Representative George Bender of Ohio charged that black veterans of the war were forced to live in "filth and neglect" at the veterans hospital at Tuskegee, Ala., with mental and general patients forced to live together on the same wards and only ten psychiatrists to care for 1,500 mental patients.

Mr. Pearson adds that white veterans were forced to live in bad conditions at the V.A. Hospital in Perry Point, Md., which also should be investigated.

Joseph Alsop, in St. Paul, Minn., tells of the Republican Party in Minnesota being controlled by Roy Dunn, State Legislator, who had wrested the grip back from the Farmer-Labor Party in the 1930's after the latter had taken over the state. He catered to the whims of the farmers and the businessmen, causing labor therefore to dislike him.

The group of young people brought into GOP politics by Harold Stassen when he had been Governor were losing strength in the party as Mr. Stassen had left Minnesota to become president of the University of Pennsylvania following his defeat for the Republican nomination in 1948. Mr. Dunn and the businessmen in consequence were recapturing control of the party in the Legislature.

Mr. Dunn expected to carry Minnesota for Governor Dewey, despite polls showing the President slightly ahead. He also expected Senator Joseph Ball to beat Mayor Hubert Humphrey despite trailing by an eleven point margin.

Mr. Dunn's favoring of the farmers and opposition to labor and power placed him in a nearly opposite position to many Eastern Republicans who favored labor and were conservative with farmers and power, as Northwestern Republicans were favorable to power and reclamation and the farmers while opposing labor.

The Congress had caused many farmers to have to sell their large corn crop at less than parity by doing away with the Government grain storage program which secured the parity price, done at the behest of lobbyists.

Mr. Dunn had expressed that if the next Congress behaved as had the 80th Congress with respect to the farmers and labor, then the Republicans would lose the Congress in 1950 and the White House in 1952.

James Marlow finds the strained relations with Russia climaxing in Berlin for the simple reason that Russia was out to spread Communism abroad the world and the U.S. was attempting to block it. Russia's job would be easier if the West abandoned Berlin and Germany.

The Achilles heel of the original four-power plan was that the four military governors of each occupation zone would meet as part of the Allied Control Council from time to time to try to work out joint agreements on the four zones. But each commander had a veto on any joint action. The result was that Russia proceeded to handle the Eastern zone differently from the Western allies' administration of their respective zones. Russia had used the veto power more than the other three commanders combined.

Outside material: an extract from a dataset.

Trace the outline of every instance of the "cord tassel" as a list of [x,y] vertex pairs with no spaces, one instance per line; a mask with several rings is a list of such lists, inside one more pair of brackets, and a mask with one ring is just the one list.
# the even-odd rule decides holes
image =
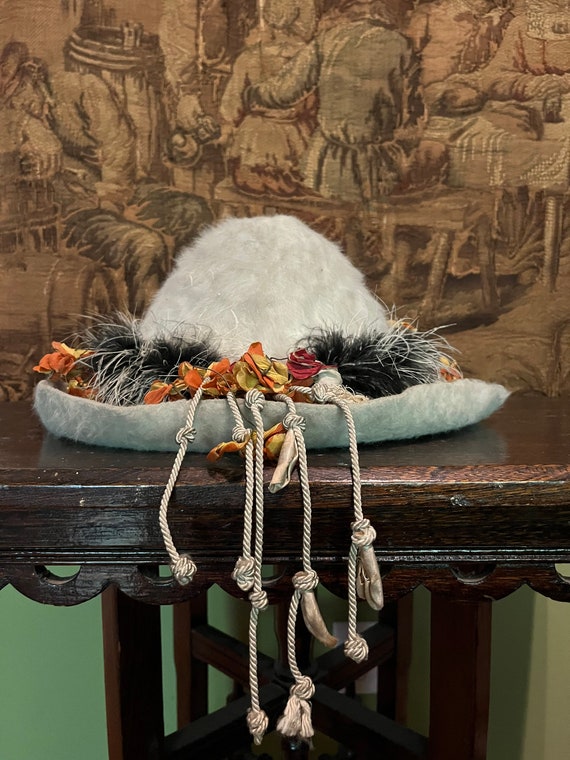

DeWitt MacKenzie discusses the Berlin crisis and the referral of it to the Security Council. The situation was grave, creating the danger of war or at least the possible disintegration of the U.N. The Moscow press had said that such a parting might occur, notwithstanding the statement by Soviet Deputy Foreign Commissar Andrei Vishinsky that Russia would not abandon the organization.

Mr. MacKenzie posits that there never had been a truly "United" Nations. The Communists had used the organization for propaganda and obstruction. There would be no great concern expressed therefore if Russia and its satellites were to depart. He says that such a schism would not necessarily create more distance from the notion of "one world". Presently, the idea was having a hard time anyway, as Communism and democracy did not amalgamate any better than oil and water.

Half a loaf was better than none and so...

A letter writer from Fort Worth, Texas, says that Communism could be summed up in the phrase, "Abolish all private property." Communism created a state of perpetual fear, not the Utopia which American Communists visualized. Communism brought the highest to the lowest, while Christ brought the lowest to the highest.

He urges therefore keeping America free and on God's side.